Introduction: Human tissue products are providing additional clinical opportunities for nerve repair. However, there is still a large amount of additional research needed to improve clinical outcomes. Non-clinical models of nerve injury are important research tools for enabling this improvement. Unfortunately, xenogenic interactions are known complications for the study of human tissues in model systems. Athymic rat models have been used to alleviate xenogenic cross-reactions and allow non-clinical models for human tissue products, including some nerve applications. With the importance of paracrine signaling and macrophages to Wallerian degeneration and nerve repair, the impact of the lack of an adaptive immune system in an athymic model on nerve injury is still unclear. While athymic models should retain normal innate immune system responses, such as macrophages, and should function similar to immune competent models, direct comparisons of athymic and euthymic models are poorly documented in nerve models. This work directly compares a severe nerve crush model in athymic versus euthymic rats in order to ensure athymic rats are an appropriate model in which to investigate the use of human tissue products in nerve repair.

Materials and Methods: Using a modification of a published rat sciatic injury model of severe nerve crush, we examined the differences between athymic and euthymic rats (n=6 per group). Tissues were collected 6 weeks after initial surgery with nerve at the site of injury and distal to injury collected for histology and gastrocnemius wet muscle mas determined. Longitudinal sections with Massonís trichrome staining were used to evaluate collagen deposition in the injured nerve segment. Transverse sections with osmium post-fix of the distal nerve were used for histomorphometry.
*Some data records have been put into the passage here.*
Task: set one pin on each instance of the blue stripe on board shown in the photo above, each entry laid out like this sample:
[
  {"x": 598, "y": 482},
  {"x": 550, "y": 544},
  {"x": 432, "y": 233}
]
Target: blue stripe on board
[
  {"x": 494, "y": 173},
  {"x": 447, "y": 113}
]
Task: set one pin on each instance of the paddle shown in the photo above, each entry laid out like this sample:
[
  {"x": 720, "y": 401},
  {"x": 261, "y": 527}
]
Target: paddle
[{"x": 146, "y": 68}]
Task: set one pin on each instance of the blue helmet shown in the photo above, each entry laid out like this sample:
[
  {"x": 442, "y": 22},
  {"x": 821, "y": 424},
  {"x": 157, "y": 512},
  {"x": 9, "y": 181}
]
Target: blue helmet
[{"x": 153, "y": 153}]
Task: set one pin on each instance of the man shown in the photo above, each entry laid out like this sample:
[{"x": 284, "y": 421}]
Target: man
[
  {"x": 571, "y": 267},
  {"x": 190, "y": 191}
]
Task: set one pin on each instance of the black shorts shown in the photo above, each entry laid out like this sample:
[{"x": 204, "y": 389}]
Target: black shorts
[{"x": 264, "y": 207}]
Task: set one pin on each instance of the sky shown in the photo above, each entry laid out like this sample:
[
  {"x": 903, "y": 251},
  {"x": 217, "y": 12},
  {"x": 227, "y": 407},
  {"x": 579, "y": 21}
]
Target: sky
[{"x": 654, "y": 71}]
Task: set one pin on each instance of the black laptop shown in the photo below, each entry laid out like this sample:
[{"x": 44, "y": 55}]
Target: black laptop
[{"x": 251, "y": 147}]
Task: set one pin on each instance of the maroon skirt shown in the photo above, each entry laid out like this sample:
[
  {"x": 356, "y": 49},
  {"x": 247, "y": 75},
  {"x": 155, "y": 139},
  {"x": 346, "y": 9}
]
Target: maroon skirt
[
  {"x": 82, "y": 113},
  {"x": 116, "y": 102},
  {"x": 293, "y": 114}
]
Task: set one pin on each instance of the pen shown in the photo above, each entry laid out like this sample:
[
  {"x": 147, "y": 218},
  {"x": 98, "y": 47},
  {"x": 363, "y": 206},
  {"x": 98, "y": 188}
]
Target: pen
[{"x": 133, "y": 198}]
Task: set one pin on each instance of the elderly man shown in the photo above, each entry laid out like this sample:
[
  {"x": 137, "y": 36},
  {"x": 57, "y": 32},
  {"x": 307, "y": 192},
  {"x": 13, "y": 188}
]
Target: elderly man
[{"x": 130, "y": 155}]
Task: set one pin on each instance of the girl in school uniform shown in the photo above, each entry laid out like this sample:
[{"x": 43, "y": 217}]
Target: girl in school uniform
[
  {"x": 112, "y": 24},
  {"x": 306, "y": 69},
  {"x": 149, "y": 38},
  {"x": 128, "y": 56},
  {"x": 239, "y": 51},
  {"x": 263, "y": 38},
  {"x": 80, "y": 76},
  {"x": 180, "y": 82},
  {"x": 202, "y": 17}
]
Results: Athymic and euthymic groups showed similar results demonstrating and increased connective tissue to cytoplasm ratio due to injury and decreased muscle mass associated with nerve injury. The overall results were consistent with moderate, long-term nerve trauma as expected for the model.

Conclusions: Nerve repair and injury are broadly similar in athymic and euthymic rat models. Athymic models should not significantly impact nerve injury or repair while minimizing and xenogenic response while studying human tissue products. Future studies will use this athymic, sciatic crush model to investigate the effects of minimally processed human tissue grafts.